On conflict-free coloring of points and simple regions in the plane

In this paper, we study coloring problems related to frequency assignment problems in cellular networks. In abstract setting, the problems are of the following two types: CF-coloring of regions: Given a finite family S of n regions of some fixed type (such as discs, pseudo-discs, axis-parallel rectangles, etc.), what is the minimum integer k, such that one can assign a color to each region of S, using a total of at most k colors, such that the resulting coloring has the following property: For each point p ∈ ∪_b∈Sb there is at least one region b ∈ S that contains p in its interior, whose color is unique among all regions in S that contain p in their interior (in this case we say that p is being 'served' by that color).
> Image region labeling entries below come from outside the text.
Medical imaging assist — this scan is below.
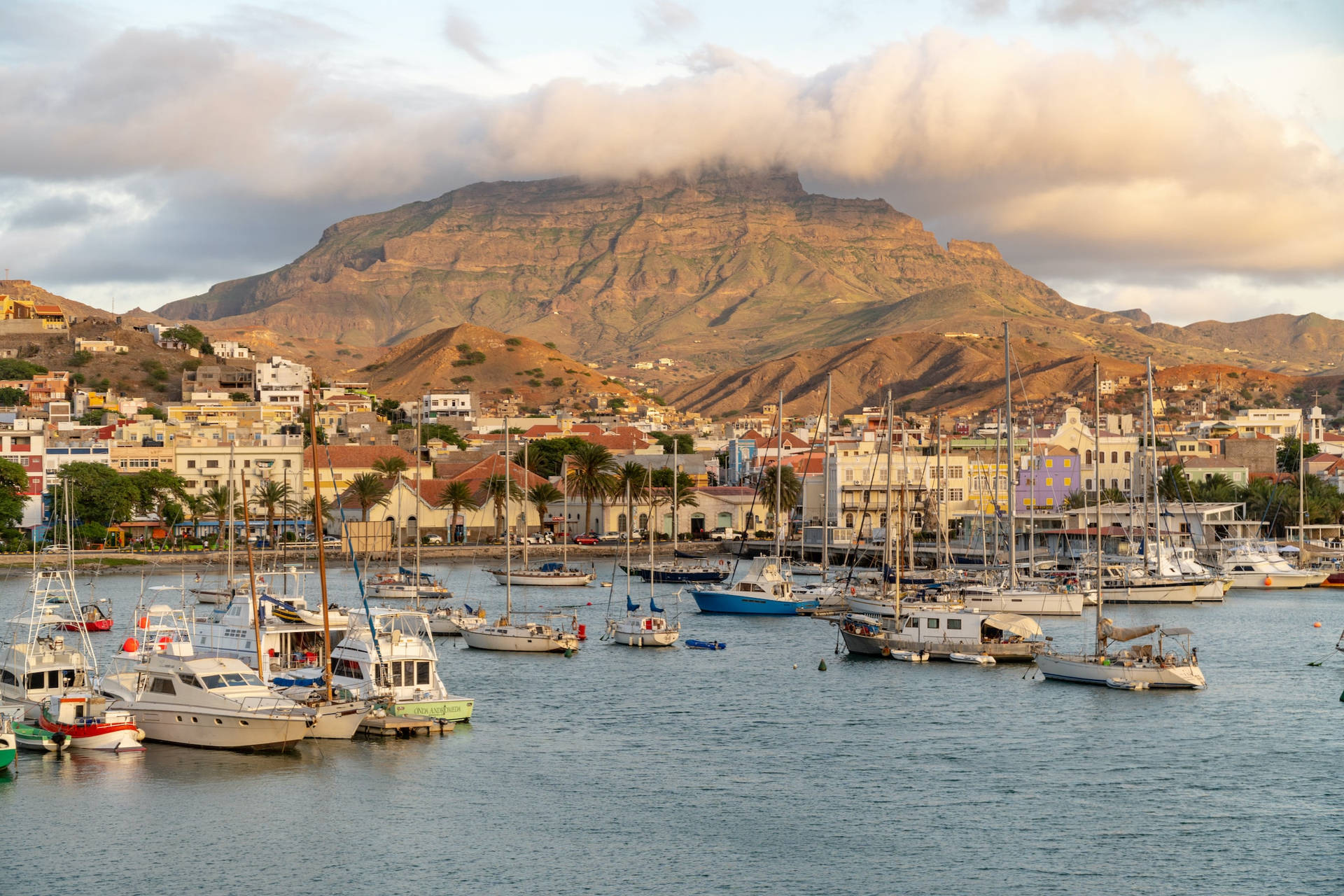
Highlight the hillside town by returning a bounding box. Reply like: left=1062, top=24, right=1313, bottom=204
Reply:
left=0, top=297, right=1344, bottom=561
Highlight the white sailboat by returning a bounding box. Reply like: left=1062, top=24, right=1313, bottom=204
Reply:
left=606, top=481, right=681, bottom=648
left=462, top=418, right=580, bottom=653
left=1036, top=363, right=1205, bottom=689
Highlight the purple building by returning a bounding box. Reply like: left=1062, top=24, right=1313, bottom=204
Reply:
left=1017, top=446, right=1084, bottom=513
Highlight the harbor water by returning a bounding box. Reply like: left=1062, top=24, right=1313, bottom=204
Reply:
left=0, top=567, right=1344, bottom=896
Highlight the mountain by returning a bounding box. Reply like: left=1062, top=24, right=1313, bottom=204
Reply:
left=159, top=169, right=1344, bottom=388
left=359, top=323, right=631, bottom=407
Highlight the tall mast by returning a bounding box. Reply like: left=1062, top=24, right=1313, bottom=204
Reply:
left=882, top=390, right=900, bottom=598
left=309, top=395, right=335, bottom=703
left=1150, top=355, right=1163, bottom=575
left=1004, top=321, right=1017, bottom=589
left=1093, top=361, right=1105, bottom=654
left=821, top=373, right=831, bottom=582
left=774, top=390, right=788, bottom=560
left=504, top=416, right=513, bottom=624
left=239, top=467, right=266, bottom=681
left=415, top=414, right=422, bottom=610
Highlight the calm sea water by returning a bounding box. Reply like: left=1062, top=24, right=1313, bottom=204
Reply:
left=0, top=564, right=1344, bottom=895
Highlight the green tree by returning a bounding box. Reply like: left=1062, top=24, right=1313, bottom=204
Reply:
left=345, top=473, right=391, bottom=523
left=1277, top=435, right=1321, bottom=473
left=162, top=323, right=206, bottom=349
left=435, top=481, right=481, bottom=544
left=51, top=463, right=140, bottom=525
left=0, top=458, right=28, bottom=529
left=527, top=482, right=564, bottom=532
left=564, top=442, right=615, bottom=532
left=757, top=463, right=802, bottom=528
left=251, top=479, right=294, bottom=547
left=476, top=473, right=523, bottom=538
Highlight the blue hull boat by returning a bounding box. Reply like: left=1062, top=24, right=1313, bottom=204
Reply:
left=691, top=591, right=817, bottom=617
left=685, top=638, right=729, bottom=650
left=621, top=566, right=732, bottom=584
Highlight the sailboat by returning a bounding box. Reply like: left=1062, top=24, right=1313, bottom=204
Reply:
left=691, top=392, right=818, bottom=617
left=606, top=481, right=681, bottom=648
left=1036, top=363, right=1205, bottom=689
left=486, top=444, right=596, bottom=587
left=624, top=438, right=732, bottom=584
left=462, top=418, right=580, bottom=653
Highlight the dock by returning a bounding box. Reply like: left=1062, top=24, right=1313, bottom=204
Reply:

We refer to such a coloring as a conflict-free coloring of S (CF-coloring in short). CF-coloring of a range space: Given a set P of n points in ℝ^d and a set R of ranges (for example, the set of all discs in the plane), what is the minimum integer k, such that one can color the points of P by k colors, so that for any r ∈ R, with P ∩ r ≠ θ, there is at least one point q ∈ P ∩ r that is assigned a unique color among all colors assigned to points of P ∩ r (in this case we say that r is 'served' by that color). We refer to such a coloring as a conflict-free coloring of (P, R) (CF-coloring in short).